[
http://issues.apache.org/jira/browse/HADOOP-64?page=comments#action_12427026 ]
Konstantin Shvachko commented on HADOOP-64:
-------------------------------------------
This proposition looks good to me.
The only thing that seems excessive is the dynamic data structures for
maintaining
blockid-to-directory mapping.
The alternative is to do a static mapping based on blockids and the number of
directories.
Suppose that the maximal number of entries per directory is N. We should define
a function
dirName( blockId, N, dirLevel )
which returns a local directory name for each level of the directory tree.
So the datanode needs to store only the current hight of the directory tree H.
Then for a given blockId, its path is determined by
/ dirName(blockId,N,0) / dirName(blockId,N,1) / ... / dirName(blockId,N,H)
And when the datanode needs to add a new directory level it will not need
to rename anything in the existing directory tree.
I see a disadvantage of this approach, that the directories should be
re-structured if the maximal number of entries per directory is changed.
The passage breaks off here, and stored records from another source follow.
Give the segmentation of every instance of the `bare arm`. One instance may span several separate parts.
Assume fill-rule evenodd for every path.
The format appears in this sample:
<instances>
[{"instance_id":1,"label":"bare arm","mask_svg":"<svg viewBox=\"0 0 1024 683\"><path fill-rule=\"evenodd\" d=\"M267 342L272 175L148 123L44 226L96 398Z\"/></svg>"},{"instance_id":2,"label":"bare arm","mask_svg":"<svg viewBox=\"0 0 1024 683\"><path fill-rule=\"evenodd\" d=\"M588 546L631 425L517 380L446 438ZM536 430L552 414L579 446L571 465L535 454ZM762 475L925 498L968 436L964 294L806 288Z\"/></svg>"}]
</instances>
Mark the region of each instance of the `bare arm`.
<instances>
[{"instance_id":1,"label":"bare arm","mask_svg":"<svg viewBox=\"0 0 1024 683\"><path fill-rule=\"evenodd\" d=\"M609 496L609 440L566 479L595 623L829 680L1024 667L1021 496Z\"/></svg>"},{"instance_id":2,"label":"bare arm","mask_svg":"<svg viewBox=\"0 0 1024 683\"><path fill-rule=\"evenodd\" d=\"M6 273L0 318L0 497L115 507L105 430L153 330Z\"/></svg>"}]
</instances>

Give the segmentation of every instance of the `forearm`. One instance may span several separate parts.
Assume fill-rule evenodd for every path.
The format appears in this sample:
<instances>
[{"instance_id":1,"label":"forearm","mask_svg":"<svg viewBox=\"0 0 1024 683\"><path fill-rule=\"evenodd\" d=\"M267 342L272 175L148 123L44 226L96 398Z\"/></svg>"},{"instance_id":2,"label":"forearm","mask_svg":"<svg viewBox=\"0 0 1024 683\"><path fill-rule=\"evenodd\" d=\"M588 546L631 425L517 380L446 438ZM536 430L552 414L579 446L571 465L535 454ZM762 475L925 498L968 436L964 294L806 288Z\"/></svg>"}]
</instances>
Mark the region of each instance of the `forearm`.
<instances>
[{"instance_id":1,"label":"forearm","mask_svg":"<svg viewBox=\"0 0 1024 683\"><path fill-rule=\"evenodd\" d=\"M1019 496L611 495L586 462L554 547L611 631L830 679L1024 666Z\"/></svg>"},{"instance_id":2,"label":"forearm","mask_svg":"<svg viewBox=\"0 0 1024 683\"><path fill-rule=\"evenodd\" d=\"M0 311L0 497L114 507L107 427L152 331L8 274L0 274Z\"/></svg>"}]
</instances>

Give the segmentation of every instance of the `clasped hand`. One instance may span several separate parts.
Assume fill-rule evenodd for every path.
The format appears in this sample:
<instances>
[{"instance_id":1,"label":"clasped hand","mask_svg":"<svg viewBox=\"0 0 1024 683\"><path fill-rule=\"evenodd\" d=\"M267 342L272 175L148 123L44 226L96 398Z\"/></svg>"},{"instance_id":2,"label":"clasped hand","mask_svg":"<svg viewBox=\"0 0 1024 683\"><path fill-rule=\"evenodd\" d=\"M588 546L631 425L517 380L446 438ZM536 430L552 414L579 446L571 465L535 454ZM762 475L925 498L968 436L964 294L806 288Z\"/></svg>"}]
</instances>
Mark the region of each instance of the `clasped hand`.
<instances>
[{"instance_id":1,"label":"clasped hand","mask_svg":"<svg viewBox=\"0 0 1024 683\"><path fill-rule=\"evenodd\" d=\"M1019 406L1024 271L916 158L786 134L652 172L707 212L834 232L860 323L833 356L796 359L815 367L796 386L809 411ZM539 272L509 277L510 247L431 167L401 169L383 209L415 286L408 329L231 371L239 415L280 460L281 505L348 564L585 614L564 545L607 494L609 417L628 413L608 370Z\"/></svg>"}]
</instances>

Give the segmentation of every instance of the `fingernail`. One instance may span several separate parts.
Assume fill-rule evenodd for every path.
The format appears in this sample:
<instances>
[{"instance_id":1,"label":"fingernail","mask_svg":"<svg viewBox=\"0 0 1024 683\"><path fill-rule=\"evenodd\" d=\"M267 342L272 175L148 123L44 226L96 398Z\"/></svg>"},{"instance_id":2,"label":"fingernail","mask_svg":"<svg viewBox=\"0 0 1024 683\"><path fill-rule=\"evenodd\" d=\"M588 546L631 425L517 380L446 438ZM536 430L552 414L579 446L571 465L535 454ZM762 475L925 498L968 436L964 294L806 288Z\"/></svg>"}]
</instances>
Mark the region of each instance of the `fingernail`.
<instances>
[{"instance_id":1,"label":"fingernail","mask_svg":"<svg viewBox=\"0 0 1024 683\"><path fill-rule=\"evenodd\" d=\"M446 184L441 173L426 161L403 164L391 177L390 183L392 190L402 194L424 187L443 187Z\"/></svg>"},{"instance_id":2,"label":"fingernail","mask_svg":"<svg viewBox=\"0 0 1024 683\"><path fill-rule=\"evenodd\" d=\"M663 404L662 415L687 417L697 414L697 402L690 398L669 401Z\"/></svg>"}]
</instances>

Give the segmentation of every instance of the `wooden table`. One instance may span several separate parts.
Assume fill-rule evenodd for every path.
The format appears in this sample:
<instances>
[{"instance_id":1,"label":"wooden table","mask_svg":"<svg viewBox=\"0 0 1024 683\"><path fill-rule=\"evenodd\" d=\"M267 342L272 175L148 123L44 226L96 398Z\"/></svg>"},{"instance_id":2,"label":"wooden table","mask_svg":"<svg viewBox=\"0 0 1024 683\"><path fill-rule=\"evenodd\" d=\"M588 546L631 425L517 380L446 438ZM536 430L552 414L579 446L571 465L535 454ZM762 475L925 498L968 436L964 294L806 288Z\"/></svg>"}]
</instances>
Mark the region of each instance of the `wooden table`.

But the same is applicable for the dynamic approach, at least when N is
decreased.
We might consider hardcoding N rather than having it configurable.
> DataNode should be capable of managing multiple volumes
> -------------------------------------------------------
>
> Key: HADOOP-64
> URL: http://issues.apache.org/jira/browse/HADOOP-64
> Project: Hadoop
> Issue Type: Improvement
> Components: dfs
> Affects Versions: 0.2.0
> Reporter: Sameer Paranjpye
> Assigned To: Milind Bhandarkar
> Priority: Minor
> Fix For: 0.6.0
>
>
> The dfs Datanode can only store data on a single filesystem volume. When a
> node runs its disks JBOD this means running a Datanode per disk on the
> machine. While the scheme works reasonably well on small clusters, on larger
> installations (several 100 nodes) it implies a very large number of Datanodes
> with associated management overhead in the Namenode.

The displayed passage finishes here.